Mike Hilton: Hilton showed why he’s going to be paid handsomely this offseason. Back-to-back plays in the first quarter really showed it. Blitzing run stop on second down followed by a great recovery and third down breakup the next play. He took advantage of Alex Highsmith’s pressure late in the fourth quarter, picking off Rivers’ long pass.
Diontae Johnson: Johnson had two drops on the first drive of the game. You could argue neither were great throws, and you’d be right, but plays he had to make. Like so many times though in his young career, he bounced back and finished much better than how he started. He made a fantastic, full-extension catch for a 39 yard score down the right sideline that got the Steelers’ back into the game.
Ben Roethlisberger: Roethlisberger wasn’t very good in the first half. No part of this offense (or defense, for that matter) was. But he wasn’t as mistake-prone as he was against the Bills and Bengals and really turned things on in the second half. Dimes on his TDs to Johnson and JuJu Smith-Schuster and he still ran the show almost entirely himself, barely getting any help from the run game.
Alex Highsmith: Highsmith initially showed up on the losers list here. But two crucial second half pressures get him on the winners list. The first resulted in Mike Hilton’s INT while the other came on the Colts’ final play, forcing a slightly inaccurate throw from Rivers that tipped off Zach Pascal’s hands.
LOSERS
Mike Tomlin: Kudos to the Steelers for ending the losing skid. But things were ugly early and the Steelers still haven’t played good enough ball heading into the playoffs.
Tomlin’s end-of-half clock management was about as bad as it’s ever been. Running clock with a minute left, Colts facing 3rd and 18, Steelers have all three timeouts. Tomlin never calls a timeout and lets a good 40 seconds roll off the clock. Pittsburgh gets the ball back with just 13 seconds left. End up not getting into scoring range, especially knowing kicker Matthew Wright had a very limited range, to end the half. That was abysmal.

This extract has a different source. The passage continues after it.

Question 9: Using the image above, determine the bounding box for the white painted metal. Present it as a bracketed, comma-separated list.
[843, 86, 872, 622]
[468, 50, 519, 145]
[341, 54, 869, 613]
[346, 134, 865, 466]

Run Game: Whatever signs of life the run game saw against the Bengals were simply a mirage. The Colts’ front is a much tougher group and the Steelers regressed to their old, terrible ways. They had four yards at halftime. This team can’t run the ball – at all – and that’s not changing the rest of the season. Even Tony Romo admitted to it late in the broadcast in a funny, honest moment.

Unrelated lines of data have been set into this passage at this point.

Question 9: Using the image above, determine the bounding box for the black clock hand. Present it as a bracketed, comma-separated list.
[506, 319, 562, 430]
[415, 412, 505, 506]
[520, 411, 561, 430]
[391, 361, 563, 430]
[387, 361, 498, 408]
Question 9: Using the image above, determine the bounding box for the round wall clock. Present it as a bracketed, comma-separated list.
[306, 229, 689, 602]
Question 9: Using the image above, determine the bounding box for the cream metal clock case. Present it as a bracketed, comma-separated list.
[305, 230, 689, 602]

Joe Haden: Haden missed a tackle on Taylor for his one yard score. Then got beat on a post by Pascal for a 42 yard TD. Both tougher plays to make. No fun for CBs to tackle 220+ pound backs and the Steelers brought pressure that didn’t get home on the Pascal score. But those plays are still Haden’s to make. And he didn’t.

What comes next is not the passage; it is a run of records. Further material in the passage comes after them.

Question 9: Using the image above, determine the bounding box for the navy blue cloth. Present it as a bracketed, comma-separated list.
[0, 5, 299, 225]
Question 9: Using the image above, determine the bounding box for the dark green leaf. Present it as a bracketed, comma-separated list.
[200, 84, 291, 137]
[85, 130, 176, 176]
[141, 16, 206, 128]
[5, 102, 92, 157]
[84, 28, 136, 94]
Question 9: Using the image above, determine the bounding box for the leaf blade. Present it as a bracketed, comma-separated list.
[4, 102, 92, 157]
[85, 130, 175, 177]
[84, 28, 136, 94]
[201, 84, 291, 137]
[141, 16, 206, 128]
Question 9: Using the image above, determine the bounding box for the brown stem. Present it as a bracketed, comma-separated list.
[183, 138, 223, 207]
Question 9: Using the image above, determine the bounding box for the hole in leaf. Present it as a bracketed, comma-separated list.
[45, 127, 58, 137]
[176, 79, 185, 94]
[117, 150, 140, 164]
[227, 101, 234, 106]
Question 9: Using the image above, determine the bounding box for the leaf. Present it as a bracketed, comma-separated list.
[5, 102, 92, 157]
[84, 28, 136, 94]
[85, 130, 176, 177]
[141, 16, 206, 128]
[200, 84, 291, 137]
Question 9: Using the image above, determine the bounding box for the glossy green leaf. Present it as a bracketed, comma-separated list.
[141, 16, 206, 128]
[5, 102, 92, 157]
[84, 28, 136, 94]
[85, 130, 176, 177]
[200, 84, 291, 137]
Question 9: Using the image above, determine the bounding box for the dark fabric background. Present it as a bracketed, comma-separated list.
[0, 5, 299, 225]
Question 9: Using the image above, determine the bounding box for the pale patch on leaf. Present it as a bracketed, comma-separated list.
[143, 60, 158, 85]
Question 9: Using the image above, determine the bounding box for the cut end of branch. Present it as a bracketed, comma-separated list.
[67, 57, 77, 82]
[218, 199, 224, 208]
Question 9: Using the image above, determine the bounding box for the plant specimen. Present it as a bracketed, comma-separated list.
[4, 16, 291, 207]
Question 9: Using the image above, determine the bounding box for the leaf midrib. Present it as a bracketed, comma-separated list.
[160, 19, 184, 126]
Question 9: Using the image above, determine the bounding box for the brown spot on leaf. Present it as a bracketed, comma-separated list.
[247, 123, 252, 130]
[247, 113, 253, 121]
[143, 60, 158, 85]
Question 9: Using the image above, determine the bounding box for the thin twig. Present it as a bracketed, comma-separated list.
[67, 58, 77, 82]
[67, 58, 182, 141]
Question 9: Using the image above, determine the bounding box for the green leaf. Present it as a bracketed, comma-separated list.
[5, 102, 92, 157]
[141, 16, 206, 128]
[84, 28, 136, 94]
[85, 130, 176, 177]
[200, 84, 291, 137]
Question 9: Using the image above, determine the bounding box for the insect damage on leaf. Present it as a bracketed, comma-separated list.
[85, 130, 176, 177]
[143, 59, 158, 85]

Tackling: Some really poor tackling today from a group who looked tired. Colts’ back Jonathan Taylor was able to push the pile forward again and again, keeping the Colts on schedule and finishing off possessions near the goal line. Too many guys falling off Colts’ runners who were the more physical team today. Too often a continuous theme of things.
Opening Drive Script: The Steelers have scored a touchdown on their opening possession just once in their last 31 tries. Worst number in football. That falls on everyone but primarily coaching. Randy Fichtner’s yet to cobble together a coherent looking opening script that anticipates what the defense will start out with. And the offense is floundering because of it.